4

I am currently employed as a Junior Data Developer and recently saw a post saying that Azure Synapse can now create SQL tables from Delta tables. I tried creating an SQL table from a Delta table which is inside a Delta lake Storage V2, but the table is being populated with extra redundant data (all the data from all snapshots in the folder) when using 'PARQUET' as a file format and wildcard to read the files.

I tried creating an external file format for my table but Synapse doesn't accept 'DELTA' as a datatype. I used 'PARQUET' as a file format and used VACUUM on my Delta table to keep only the latest snapshot of it. Whenever I set the path to a specific file or once there was only a single snappy.parquet file in the Delta table, data was printed properly.

Basically is there any way to create a Synapse Table/External Table that get it's data from a Delta table?If not is there any way to stop Azure Deltalake from creating a new snapshot every time new data is written/updated/deleted?

Script used:

IF NOT EXISTS (SELECT * FROM sys.external_file_formats WHERE name = SynapseParquetFormat') 
CREATE EXTERNAL FILE FORMAT [SynapseParquetFormat] 
WITH ( FORMAT_TYPE = PARQUET)
GO

IF NOT EXISTS (SELECT * FROM sys.external_data_sources WHERE name = 'ExtSource') 
CREATE EXTERNAL DATA SOURCE [ExtSource] 
WITH (
    LOCATION   = '*', 
)
GO

CREATE EXTERNAL TABLE dbo.ext_table (
    [CostCentre] varchar(8000),
    [CostCentre_MemberId] int
)
WITH (
    LOCATION = 'dimensions/Dim_Example/*.snappy.parquet',
    -- WILDCARD IF THERE IS ONLY ONE FILE OR LATEST FILE NEEDS TO BE SPECIFIED
    DATA_SOURCE = [ExtSource],
    FILE_FORMAT = [SynapseParquetFormat]
)
GO

/* '*' used because clients' data paths were used */

CHEEKATLAPRADEEP
  • 12,191
  • 1
  • 19
  • 42
Kieran Goodlip
  • 41
  • 1
  • 1
  • 3

5 Answers5

2

Query Delta Lake format in serverless Synapse SQL pool is currently in public preview.

Note: This preview version is provided without a service level agreement, and it's not recommended for production workloads.
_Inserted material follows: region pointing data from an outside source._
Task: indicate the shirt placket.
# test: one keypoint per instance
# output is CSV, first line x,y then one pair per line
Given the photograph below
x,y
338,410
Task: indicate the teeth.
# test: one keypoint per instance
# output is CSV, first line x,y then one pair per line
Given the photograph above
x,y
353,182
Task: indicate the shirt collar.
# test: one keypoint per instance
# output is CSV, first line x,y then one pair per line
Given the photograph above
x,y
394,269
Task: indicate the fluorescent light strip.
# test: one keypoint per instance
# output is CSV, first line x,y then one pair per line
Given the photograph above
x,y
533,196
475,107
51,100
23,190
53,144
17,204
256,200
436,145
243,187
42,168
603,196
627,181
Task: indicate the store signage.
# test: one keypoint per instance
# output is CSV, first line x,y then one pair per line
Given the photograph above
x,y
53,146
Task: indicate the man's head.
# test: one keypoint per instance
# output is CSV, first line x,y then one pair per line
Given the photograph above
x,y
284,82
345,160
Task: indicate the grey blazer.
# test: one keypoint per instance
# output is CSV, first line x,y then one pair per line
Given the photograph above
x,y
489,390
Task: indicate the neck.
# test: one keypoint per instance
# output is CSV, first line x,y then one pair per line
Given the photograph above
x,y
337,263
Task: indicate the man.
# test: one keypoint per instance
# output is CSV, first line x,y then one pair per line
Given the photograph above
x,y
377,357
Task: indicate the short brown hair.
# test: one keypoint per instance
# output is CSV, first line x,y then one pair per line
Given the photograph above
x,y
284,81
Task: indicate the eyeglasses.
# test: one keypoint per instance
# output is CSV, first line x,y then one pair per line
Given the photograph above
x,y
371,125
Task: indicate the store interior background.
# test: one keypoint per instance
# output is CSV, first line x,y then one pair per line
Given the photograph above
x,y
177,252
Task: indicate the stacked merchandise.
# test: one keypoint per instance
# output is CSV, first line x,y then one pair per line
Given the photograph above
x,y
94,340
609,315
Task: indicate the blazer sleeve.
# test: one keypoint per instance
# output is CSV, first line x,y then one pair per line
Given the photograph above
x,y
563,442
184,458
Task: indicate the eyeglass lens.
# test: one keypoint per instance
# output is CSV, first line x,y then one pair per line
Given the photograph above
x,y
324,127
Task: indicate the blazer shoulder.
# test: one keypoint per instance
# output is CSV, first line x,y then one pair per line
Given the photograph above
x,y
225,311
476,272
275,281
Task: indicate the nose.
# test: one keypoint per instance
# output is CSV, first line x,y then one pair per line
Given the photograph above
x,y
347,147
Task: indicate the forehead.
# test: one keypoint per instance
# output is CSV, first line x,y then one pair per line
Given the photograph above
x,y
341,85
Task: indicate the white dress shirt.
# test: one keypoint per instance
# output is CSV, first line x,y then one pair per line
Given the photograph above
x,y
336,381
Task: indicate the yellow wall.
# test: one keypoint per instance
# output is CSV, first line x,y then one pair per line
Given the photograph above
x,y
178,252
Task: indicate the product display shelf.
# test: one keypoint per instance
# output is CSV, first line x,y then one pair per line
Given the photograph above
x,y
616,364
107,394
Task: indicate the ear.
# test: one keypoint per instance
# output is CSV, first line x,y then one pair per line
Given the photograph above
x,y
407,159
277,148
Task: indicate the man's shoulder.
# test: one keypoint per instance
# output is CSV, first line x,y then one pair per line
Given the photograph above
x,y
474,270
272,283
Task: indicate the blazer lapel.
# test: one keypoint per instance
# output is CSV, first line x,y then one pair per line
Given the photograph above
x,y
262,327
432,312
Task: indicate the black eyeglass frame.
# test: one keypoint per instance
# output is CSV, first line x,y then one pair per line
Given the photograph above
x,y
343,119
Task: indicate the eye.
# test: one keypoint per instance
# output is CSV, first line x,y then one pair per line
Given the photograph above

Certain features might not be supported or might have constrained capabilities.

This feature is in public preview and there are some known issues and limitations. Review the known issues on Synapse serverless SQL pool self-help page.

For more details, refer to Query Delta Lake files (preview) using serverless SQL pool in Azure Synapse Analytics.

CHEEKATLAPRADEEP
  • 12,191
  • 1
  • 19
  • 42
1

Currently, there is no DELTA-format in the Azure Synapse Dedicated SQL Pool for external tables. You cannot create a table within a SQL Pool that can read the Delta-format. Even though you can solve your problem with a PARQUET-format and use Vacuum, as you mentioned, it's not a recommended solution for everyday data-operations. From Databricks documentation:

"We do not recommend that you set a retention interval shorter than 7 days, because old snapshots and uncommitted files can still be in use by concurrent readers or writers to the table. If vacuum cleans up active files, concurrent readers can fail or, worse, tables can be corrupted when vacuum deletes files that have not yet been committed." https://docs.databricks.com/delta/delta-utility.html

And to answer your second question, I don't know any solution to stop creating snapshots. One of the key features of Delta Lake is to provide these snapshots.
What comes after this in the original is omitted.